Normalizer

class vnlp.normalizer.normalizer.Normalizer[source]

Normalizer class

  • It contains the following functions to process and normalize text:

    • Spelling/Typo correction

    • Deasciification

    • Convert numbers to word form

    • Lower case

    • Punctuation Remover

    • Remove accent marks

  • For more details about the algorithms and datasets, see Readme.

convert_numbers_to_words(tokens: List[str], num_dec_digits: int = 6, decimal_seperator: str = ',') List[str][source]

Converts numbers to word form.

Parameters
  • tokens – List of input tokens.

  • num_dec_digits – Number of precision (decimal points) for floats.

  • decimal_seperator – Decimal seperator character. Can be either “.” or “,”.

Returns

List of converted tokens

Raises

ValueError – Given ‘decimal seperator’ is not a valid decimal seperator value. Use either “.” or “,”.

Example:

from vnlp import Normalizer
normalizer = Normalizer()
normalizer.convert_numbers_to_words("sabah 3 yumurta yedim ve tartıldığımda 1,15 kilogram aldığımı gördüm".split())

['sabah',
'üç',
'yumurta',
'yedim',
've',
'tartıldığımda',
'bir',
'virgül',
'on',
'beş',
'kilogram',
'aldığımı',
'gördüm']
correct_typos(tokens: List[str]) List[str][source]

Detects and corrects spelling mistakes and typos.

This implementation uses StemmerAnalyzer and Hunspell to detect typos.

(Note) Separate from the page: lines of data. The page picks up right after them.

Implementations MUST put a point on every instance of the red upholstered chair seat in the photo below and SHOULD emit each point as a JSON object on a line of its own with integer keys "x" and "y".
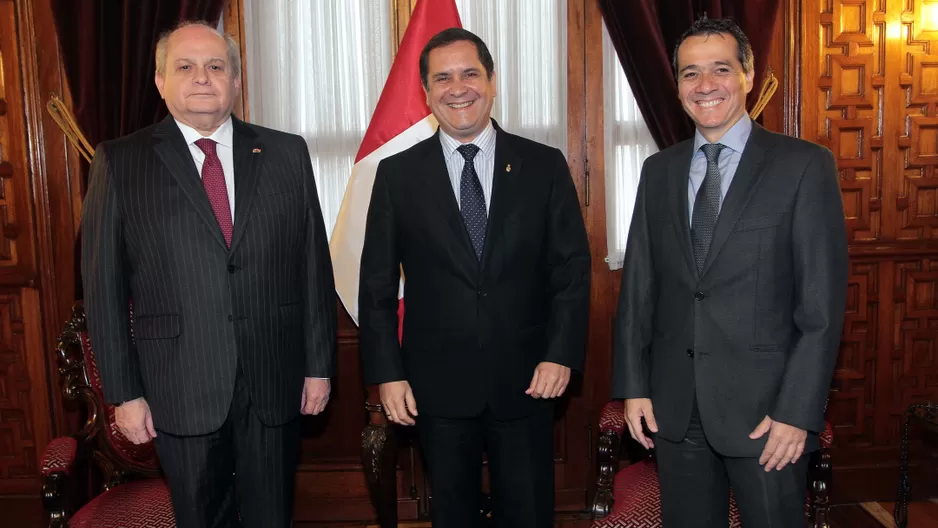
{"x": 638, "y": 500}
{"x": 133, "y": 492}
{"x": 138, "y": 504}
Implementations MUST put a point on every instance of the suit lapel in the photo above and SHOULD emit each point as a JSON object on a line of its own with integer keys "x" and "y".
{"x": 678, "y": 171}
{"x": 248, "y": 157}
{"x": 440, "y": 190}
{"x": 745, "y": 182}
{"x": 506, "y": 189}
{"x": 174, "y": 153}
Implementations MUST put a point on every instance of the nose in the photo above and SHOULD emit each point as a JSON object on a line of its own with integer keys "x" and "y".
{"x": 706, "y": 83}
{"x": 201, "y": 76}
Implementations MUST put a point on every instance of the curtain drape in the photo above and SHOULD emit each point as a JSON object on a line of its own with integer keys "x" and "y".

Detected typos are corrected by Hunspell algorithm using “tdd-hunspell-tr-1.1.0” dict.

Parameters

tokens – List of input tokens.

Returns

List of corrected tokens.

Example:

from vnlp import Normalizer
normalizer = Normalizer()
normalizer.correct_typos("Kasıtlı yazişm hatasıı ekliyoruum".split())

["Kasıtlı", "yazım", "hatası", "ekliyorum"]
static deasciify(tokens: List[str]) List[str][source]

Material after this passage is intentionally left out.